Sou interrompido por um empurrão. Muito forte. Um telec me arremessa, e caio na grama empoeirada. Isso lhe arranca gargalhadas. E não perdoo. Incendeio todo o perímetro, e não o poupo. Seu uniforme queima, e ele também. Desvio o olhar para outra parede de chamas que funde com a minha. Maven ri ao meu lado. Ele está mais poderoso do que lembrava. Rio também, não é sempre que eu e meu irmão lutamos juntos.

Olho para cima, e vejo nuvens negras se unindo. Ao fazê-lo, um raio roxo e branco cai.
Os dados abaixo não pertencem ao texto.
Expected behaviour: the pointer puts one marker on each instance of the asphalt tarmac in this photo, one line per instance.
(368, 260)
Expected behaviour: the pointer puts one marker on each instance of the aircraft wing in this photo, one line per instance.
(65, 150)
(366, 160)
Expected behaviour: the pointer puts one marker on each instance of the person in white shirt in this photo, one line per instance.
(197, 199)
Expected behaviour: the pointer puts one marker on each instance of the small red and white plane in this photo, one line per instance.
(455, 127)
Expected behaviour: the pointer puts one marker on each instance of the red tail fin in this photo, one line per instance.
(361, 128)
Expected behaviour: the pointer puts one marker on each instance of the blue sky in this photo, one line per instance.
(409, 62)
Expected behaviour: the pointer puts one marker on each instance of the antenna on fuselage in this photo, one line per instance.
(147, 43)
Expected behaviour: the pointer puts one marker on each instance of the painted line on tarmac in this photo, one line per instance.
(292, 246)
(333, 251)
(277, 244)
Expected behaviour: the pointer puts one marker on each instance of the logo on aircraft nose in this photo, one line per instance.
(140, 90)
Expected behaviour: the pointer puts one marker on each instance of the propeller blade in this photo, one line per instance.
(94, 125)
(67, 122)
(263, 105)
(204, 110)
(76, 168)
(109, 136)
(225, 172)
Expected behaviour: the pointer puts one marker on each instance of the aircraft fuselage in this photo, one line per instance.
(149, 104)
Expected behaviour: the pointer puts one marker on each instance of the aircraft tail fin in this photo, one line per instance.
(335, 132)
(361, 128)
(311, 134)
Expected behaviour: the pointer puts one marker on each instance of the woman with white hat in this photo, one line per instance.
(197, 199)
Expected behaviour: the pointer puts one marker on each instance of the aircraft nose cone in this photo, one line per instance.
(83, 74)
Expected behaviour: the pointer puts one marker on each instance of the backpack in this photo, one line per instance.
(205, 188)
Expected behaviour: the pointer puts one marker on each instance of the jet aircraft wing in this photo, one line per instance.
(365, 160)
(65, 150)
E com ele, dezenas de soldados. Mare permanece em pé, e sorri para nós.

Um oblívio explode a árvore ao meu lado, e logo mira suas mãos para mim. Antes que dê um passo, caí para frente. Suas costas e a cabeça trajam dezenas de facas. Ergo os olhos, e Evangeline está em minha frente, poucos metros de distância, ainda posicionada no ataque, com as mãos mirada. Fico boquiaberto e confuso. Ela ri.

Evangeline vai de encontro à Mare, e lhê entrega uma espada prata, com o cabo lilás. Mare pega, e não parece confusa. Ela esperava por isso. Em agradecimento, Mare sorri e murmura algo. E pela primeira vez, me sinto com amigos. Diferentes, claro. Mas fortes. Iremos lutar juntos, e como o futuro de Norta que somos, até podemos nos tornar, e tornar o país, uma grande potência imbatível. Norta já é grandiosa em armamentos bélicos, tropas e na arte da guerra, mas não somos impossíveis de sermos dominados.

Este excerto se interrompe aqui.